Simply put, many of these new millionaire families represent successful, working couples who can be expected to both earn and inherit substantially more wealth in the future. What’s more, they face financial opportunities and challenges that make them great candidates for holistic, fee-based fiduciary financial advice that helps them address new questions about taxes, legacy planning, investment management and more.
According to the advisors, simply ignoring this client segment because they may not represent the most lucrative “wins” as new clients could lead even well-established firms with enviable books of business to miss out on their future growth goals, all because they fail to connect with the next generation of clients.
Income and Net Worth Rising
Real median family income rose a relatively modest 3% during the study period, while real mean family income grew 15%, according to the Fed survey.
As those data points would indicate, increases were experienced across the income distribution but were largest at the top, and this is consistent with “some increase” in income inequality over this period.
“Indeed, the between-survey growth in mean income was one of the largest three-year changes over the history of the modern SCF,” the authors note. “A relatively large share of families [28%] reported that their income during the 2021 calendar year differed from its usual amount — that is, their ‘usual income’ — reflecting elevated shares of both families with higher-than-usual income and families with lower-than-usual income.”
In terms of net worth, between 2019 and 2022, real median net worth “surged” 37%, according to the report, and real mean net worth increased 23%. According to the researchers, these patterns imply some narrowing of the wealth distribution between surveys.
“Increases in both median and mean net worth were near universal across different types of families, grouped by either economic or demographic characteristics,” the report points out.
Sources of New Wealth
As the SCF data shows, the new millionaires’ wealth comes from a variety of sources, including financial assets and the assessed value of homes and other real estate.
“The homeownership rate increased slightly between 2019 and 2022, to 66.1%,” the report states. “For families that owned a home, the median net housing value rose from $139,100 in 2019 to $201,000 in 2022, as home values increased and housing debt was rather flat. As a result, net housing values grew substantially for families across the usual income distribution, reaching their highest levels on record.”
Other sources of wealth growth include workplace retirement accounts, as conditional mean balances in individual account type retirement plans rose for families in the upper half of the income distribution but fell for those in the bottom half.
Another key result shows participation in the stock market increased across the income distribution between 2019 and 2022, with families between the 50th and 90th percentiles experiencing a substantial increase amid what the report calls “a sizable rise in major stock indexes over this period.”
Finally, nearly half of families in the top decile of the usual income distribution now report owning a privately held business, and families that owned businesses had higher income and wealth than those that did not.

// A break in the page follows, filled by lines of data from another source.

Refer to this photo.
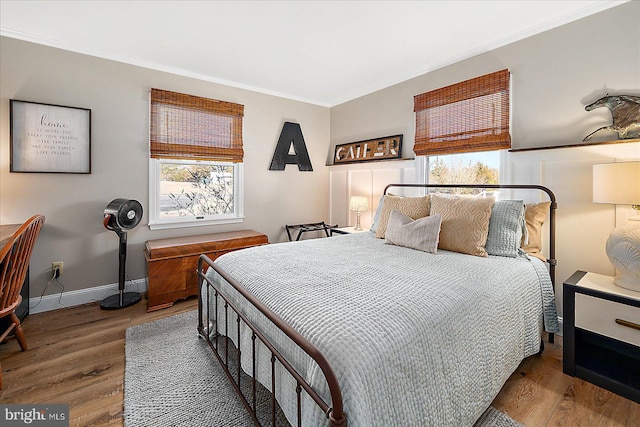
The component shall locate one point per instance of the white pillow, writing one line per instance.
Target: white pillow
(421, 234)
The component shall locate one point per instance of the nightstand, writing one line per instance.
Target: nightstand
(601, 342)
(347, 230)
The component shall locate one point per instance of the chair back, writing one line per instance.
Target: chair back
(14, 262)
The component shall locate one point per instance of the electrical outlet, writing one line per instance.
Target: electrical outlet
(57, 266)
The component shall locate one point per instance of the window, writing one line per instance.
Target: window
(462, 127)
(196, 153)
(467, 168)
(465, 117)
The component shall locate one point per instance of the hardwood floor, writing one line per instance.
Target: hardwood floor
(76, 357)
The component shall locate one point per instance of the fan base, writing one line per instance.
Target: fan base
(113, 302)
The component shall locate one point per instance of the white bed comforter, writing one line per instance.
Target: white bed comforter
(414, 338)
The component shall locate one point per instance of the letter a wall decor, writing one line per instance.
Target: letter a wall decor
(291, 135)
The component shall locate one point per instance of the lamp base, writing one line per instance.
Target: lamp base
(623, 250)
(358, 227)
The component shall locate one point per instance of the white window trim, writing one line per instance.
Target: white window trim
(155, 223)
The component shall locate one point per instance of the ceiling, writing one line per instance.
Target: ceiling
(322, 52)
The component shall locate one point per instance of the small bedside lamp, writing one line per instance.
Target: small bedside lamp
(619, 184)
(358, 204)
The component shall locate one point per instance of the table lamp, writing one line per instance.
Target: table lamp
(358, 204)
(619, 184)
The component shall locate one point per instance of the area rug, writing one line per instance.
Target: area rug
(172, 379)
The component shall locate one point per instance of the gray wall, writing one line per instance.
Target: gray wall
(554, 75)
(118, 96)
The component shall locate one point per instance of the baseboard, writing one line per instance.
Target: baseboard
(82, 296)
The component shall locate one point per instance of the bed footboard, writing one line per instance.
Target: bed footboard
(231, 313)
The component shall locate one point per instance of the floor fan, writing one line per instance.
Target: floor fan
(120, 216)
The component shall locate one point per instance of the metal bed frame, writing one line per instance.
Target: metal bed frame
(334, 409)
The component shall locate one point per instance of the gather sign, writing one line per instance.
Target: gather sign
(385, 148)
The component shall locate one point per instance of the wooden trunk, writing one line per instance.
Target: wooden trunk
(172, 263)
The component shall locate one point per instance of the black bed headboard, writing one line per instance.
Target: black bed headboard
(551, 259)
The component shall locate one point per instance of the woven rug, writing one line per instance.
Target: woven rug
(172, 379)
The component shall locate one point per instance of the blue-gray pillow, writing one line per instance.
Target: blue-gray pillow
(505, 228)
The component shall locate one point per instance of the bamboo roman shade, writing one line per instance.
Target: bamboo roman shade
(469, 116)
(190, 127)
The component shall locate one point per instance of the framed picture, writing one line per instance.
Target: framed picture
(49, 138)
(385, 148)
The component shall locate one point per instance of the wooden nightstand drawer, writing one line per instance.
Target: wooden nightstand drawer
(599, 315)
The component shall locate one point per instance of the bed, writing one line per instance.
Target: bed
(359, 330)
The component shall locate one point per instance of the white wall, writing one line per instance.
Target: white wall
(118, 96)
(554, 75)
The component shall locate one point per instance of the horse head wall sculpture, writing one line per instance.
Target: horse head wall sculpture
(625, 110)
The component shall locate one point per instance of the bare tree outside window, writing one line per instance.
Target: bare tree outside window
(196, 190)
(470, 168)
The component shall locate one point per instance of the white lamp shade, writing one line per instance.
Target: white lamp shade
(617, 183)
(359, 204)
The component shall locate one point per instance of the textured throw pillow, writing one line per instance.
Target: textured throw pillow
(421, 234)
(413, 207)
(535, 215)
(505, 228)
(465, 223)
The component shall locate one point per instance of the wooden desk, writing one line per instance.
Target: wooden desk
(22, 311)
(172, 263)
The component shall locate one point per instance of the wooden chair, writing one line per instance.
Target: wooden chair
(14, 262)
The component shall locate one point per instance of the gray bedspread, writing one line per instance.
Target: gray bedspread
(414, 338)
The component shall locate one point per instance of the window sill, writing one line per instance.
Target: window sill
(196, 223)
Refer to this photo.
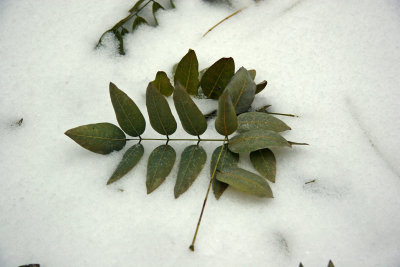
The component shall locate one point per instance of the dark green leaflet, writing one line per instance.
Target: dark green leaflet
(102, 138)
(161, 161)
(160, 115)
(253, 74)
(187, 73)
(216, 77)
(227, 159)
(193, 121)
(137, 22)
(129, 160)
(156, 6)
(260, 121)
(128, 114)
(242, 90)
(255, 140)
(245, 181)
(260, 86)
(264, 162)
(163, 84)
(226, 122)
(192, 161)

Who They Are, What They Need
Responding to an email inquiry from ThinkAdvisor, a group of financial advisors associated with the XY Planning Network and the Financial Planning Association said these data points show the clear importance of engaging with the emerging affluent client group.
This client segment is “a bit underserved and underappreciated,” said advisor Ashley Folkes, founder and managing partner of Inspired Wealth Solutions.
“This group is usually the people in upper career motion, needing more time capacity, and are the future owners, partners and leaders [of their respective organizations],” Folkes says.